Diane Lane in The Cherry Orchard on Broadway
Diane Lane in The Cherry Orchard on Broadway

Diane Lane on The Cherry Orchard

Life takes strange paths for many of us, but actors particularly often find themselves on some very circuitous routes. Take Diane Lane, for instance. After a highly successful film career — including her Oscar-nominated turn in Unfaithful, as well as Secretariat and Under the Tuscan Sun — this stunning and talented star is returning to Broadway for the first time in 35 years.

Better yet, Lane is coming back to a play she did on the Great White Way as a teenager: Anton Chekhov’s The Cherry Orchard.

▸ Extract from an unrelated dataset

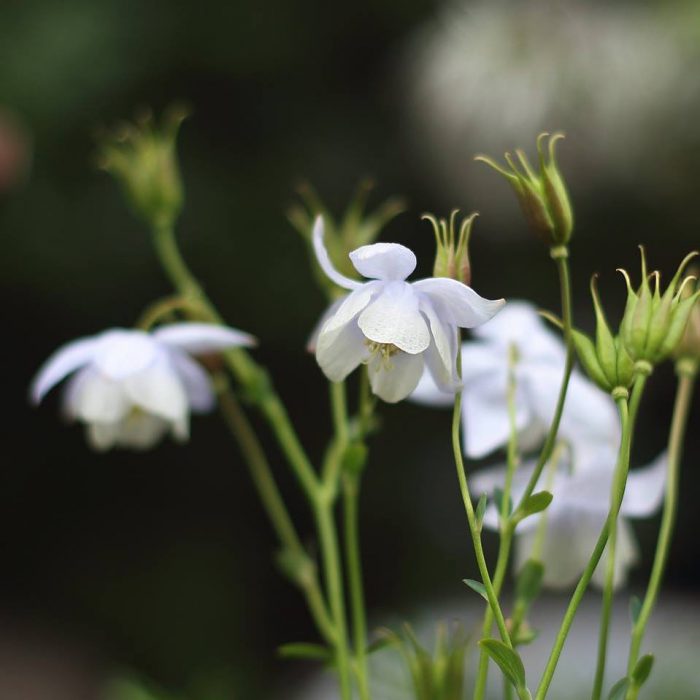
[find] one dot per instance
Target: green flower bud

Once an ensemble member, she’s taking on the lead role of misguided landowner Madame Ranevskaya in the Roundabout Theatre Company’s upcoming revival, which costars Harold Perrineau, Joel Grey, Celia Keenan-Bolger, Tavi Gevinson, John Glover, and Chuck Cooper.
Yes, Lane was an ensemble member in the play’s landmark 1977 Broadway production, which starred Irene Worth as Ranevskaya and was directed by the great Andrei Serban. It is still remembered, both in theater circles and by Lane, for Worth’s extraordinary performance, as well as the appearance of a young Meryl Streep as the maid, Dunyasha. “Andrei’s production was so fulfilling and so audacious,” recalled Lane in a recent interview with IN New York. “And Irene brought forward this gravitas. She really seemed like she was from another era.”

Yet Lane isn’t concerned about living up to her predecessor — or any of the great women who have played the role — instead viewing the 1977 production as just part of her journey. “I get to bookend my living memories of my existence, doing this play now and looking back at what happened then. I think that will be fun,” she says. “More importantly, one of the great reasons I wanted to do The Cherry Orchard again is because I pretty much identify with every single character in this play. Chekhov makes you find the comedy and tragedy inside yourself. He reminds you that everyone struggles with this, and that you have to a have a sense of humor about your own life.”

Indeed, Chekhov considered The Cherry Orchard a comedy, as he did all his plays. But Lane admits that the play resonates with her on many levels, not just the humorous ones. “I am fascinated by her strange relationship with the character Lopahkin,” she says, referring to the now-wealthy former peasant who looks up to Ranevskaya. “Maybe in a way, I’m being typecast and I don’t know it, since I do think we live with this imposed class distinction where people in the entertainment industry are held to a higher standard. I know it alters how people interact with me.”

Lane also finds the role fascinating in part because of how it touches her as a woman. “As a mother [her daughter, Eleanor Lambert, is 23], the play cuts very close to home because of Ranevskaya’s relationships with her daughters, Varya  and Anya,” she notes. “And there’s also my relationship with my own mother, which was sometimes difficult. There’s always a jury in the back of my mind of how things would have turned out differently for me had I gone to a different school or chosen a different profession.”

That said, Lane has no real regrets about being an actress since age 6, especially since it has allowed to her work with some of the greatest performers on the planet. In fact, bonding with the cast is perhaps Lane’s favorite part of her job. “In some ways, I am more excited about working with these fabulous actors on The Cherry Orchard and creating a sense of family than anything else,” she says. “Doing a play is like preparing a meal with a great recipe and just hoping it comes out good. To me, the experience of a play is more important than the end result. Still, I know people are buying tickets to see me, and I will give it my all.”